Thursday, November 17, 2011
What passes for evidence in the internet age
- The 1920-1921 depression demonstrates Keynesians are wrong.
- Keynesians thought there would be a post-war depression.
- Keynes's German preface lauded the Nazis.
- Keynesianism is consumptionism.
- Mises was pro-fascist (there are a lot of things I find reprehensible about that passage in Liberalism, but one thing I don't think is that it suggests he was pro-fascist).
That doesn't exhaust it - it's just a few that interest me. And I added Mises at the end to demonstrate all the Keynes stuff is because that's what interests me - not because I'm trying to put forward a sob story where we're the embattled ones.
Granted, it's not a problem with the internet - it's a problem with how people have interacted with the internet at the dawn of the information age. After all, I could not have produced my counter-arguments to these or promoted them so efficiently on this blog and elsewhere without the internet.
LOL @ the xkcd comic.
ReplyDeleteWould Michael Emmett Brady's efforts count as an example of this? :-P
But in all seriousness, from checking his sources directly, he looks like he knows what he's talking about.
"...it's a problem with how people have interacted with the internet at the dawn of the information age."
ReplyDeleteI disagree. All of the following misconceptions were around long before the internet (indeed, the last two were myths created in the 1870s). There isn't really anything particularly unique about the internet age in that respect; though the speed of transmission has increased.
- Herbert Spencer was into "social Darwinism."
- Aliens built the Egyptian pyramids.
- Marie Antoinette said "Let them eat cake."
- Prior to Columbus Europeans thought the Earth was flat.
- The Catholic Church forbade human dissection during the Middle Ages.
I could list dozens more things that vast swaths of the population take as the truth, all of which were invented a hundred or more years ago.
Gary you seem to be confused about what I'm saying. I'm not saying there's anything unique about the internet in this respect. I'm not saying myths weren't perpetuated before the internet. Both are ridiculous claims, and neither has been made here, so I'm not sure what you're disagreeing with when you say "I disagree".

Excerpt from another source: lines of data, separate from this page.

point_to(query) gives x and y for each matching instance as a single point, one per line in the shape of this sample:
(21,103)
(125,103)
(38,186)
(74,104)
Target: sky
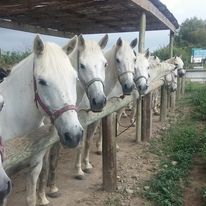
(182,9)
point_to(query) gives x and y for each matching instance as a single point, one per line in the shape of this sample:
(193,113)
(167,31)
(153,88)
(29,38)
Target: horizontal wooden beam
(151,8)
(8,24)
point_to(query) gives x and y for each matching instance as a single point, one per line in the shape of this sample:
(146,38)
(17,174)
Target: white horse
(88,60)
(5,182)
(141,79)
(118,81)
(42,85)
(179,64)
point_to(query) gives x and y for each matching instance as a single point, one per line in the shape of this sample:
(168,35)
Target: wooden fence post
(163,106)
(147,117)
(109,153)
(144,128)
(183,86)
(178,87)
(173,100)
(172,96)
(138,119)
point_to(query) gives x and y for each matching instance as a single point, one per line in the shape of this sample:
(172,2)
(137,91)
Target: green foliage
(198,100)
(178,145)
(191,34)
(10,58)
(112,202)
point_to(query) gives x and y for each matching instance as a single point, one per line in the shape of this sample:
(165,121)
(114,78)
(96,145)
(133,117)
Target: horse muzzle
(181,73)
(71,139)
(97,103)
(127,88)
(5,189)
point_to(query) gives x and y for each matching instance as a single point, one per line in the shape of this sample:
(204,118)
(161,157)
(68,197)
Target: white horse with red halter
(42,85)
(179,65)
(88,60)
(118,81)
(5,182)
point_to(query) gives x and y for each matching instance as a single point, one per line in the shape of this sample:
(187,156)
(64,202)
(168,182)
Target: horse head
(125,62)
(91,68)
(55,90)
(141,74)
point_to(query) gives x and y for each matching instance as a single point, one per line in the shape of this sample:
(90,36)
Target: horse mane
(53,54)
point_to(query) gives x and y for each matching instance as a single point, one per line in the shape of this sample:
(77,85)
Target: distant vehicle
(198,67)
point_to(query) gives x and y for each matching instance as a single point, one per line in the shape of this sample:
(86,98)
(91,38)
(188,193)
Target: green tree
(192,33)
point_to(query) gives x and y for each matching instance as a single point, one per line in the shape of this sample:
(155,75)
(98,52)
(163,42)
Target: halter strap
(2,149)
(89,83)
(140,77)
(127,72)
(52,114)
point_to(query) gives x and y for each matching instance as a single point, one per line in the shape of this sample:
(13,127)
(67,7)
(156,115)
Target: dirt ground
(135,163)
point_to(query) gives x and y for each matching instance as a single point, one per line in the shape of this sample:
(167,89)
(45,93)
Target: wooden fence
(21,149)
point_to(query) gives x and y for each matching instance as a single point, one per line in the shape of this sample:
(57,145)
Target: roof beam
(8,24)
(151,8)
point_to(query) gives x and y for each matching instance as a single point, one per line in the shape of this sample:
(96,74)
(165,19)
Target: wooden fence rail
(19,150)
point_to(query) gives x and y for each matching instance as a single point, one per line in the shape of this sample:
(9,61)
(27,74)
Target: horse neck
(20,114)
(73,57)
(111,77)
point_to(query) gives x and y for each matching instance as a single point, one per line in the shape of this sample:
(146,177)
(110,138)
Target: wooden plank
(82,16)
(109,154)
(163,105)
(178,87)
(138,120)
(147,117)
(34,29)
(141,46)
(21,149)
(149,7)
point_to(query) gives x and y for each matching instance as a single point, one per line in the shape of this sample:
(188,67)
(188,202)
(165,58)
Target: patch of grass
(178,146)
(112,202)
(176,149)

ReplyDelete"It is a problem" is generally not translated "the only time this problem has ever come up".
One thing that is new about the internet is the speed/scope of the process - and of course the technology itself. I imagine there are spikes in this sort of thing when new technologies come around (printing press had the same impact, I'm sure).
My comment was eaten. *frak*
ReplyDeleteThat's not what I am getting at.
People do not interact with the internet; people interact with other people; they use the internet as a tool for that purpose. (Shorter version of my eaten comment.)
I'm interacting with the internet right now. And I'm interacting with you, over the internet.
ReplyDeleteNow I'm going to go interact with my refrigerator and my fork and my plate (the nice thing about days not on campus is that I get to snack more easily... the dangerous think about days not on campus is that I get to snack more easily).
Daniel,
ReplyDeleteNot in any sort of social sense, which is what is of interest here. Last I checked mimetic theory does not take into account such things.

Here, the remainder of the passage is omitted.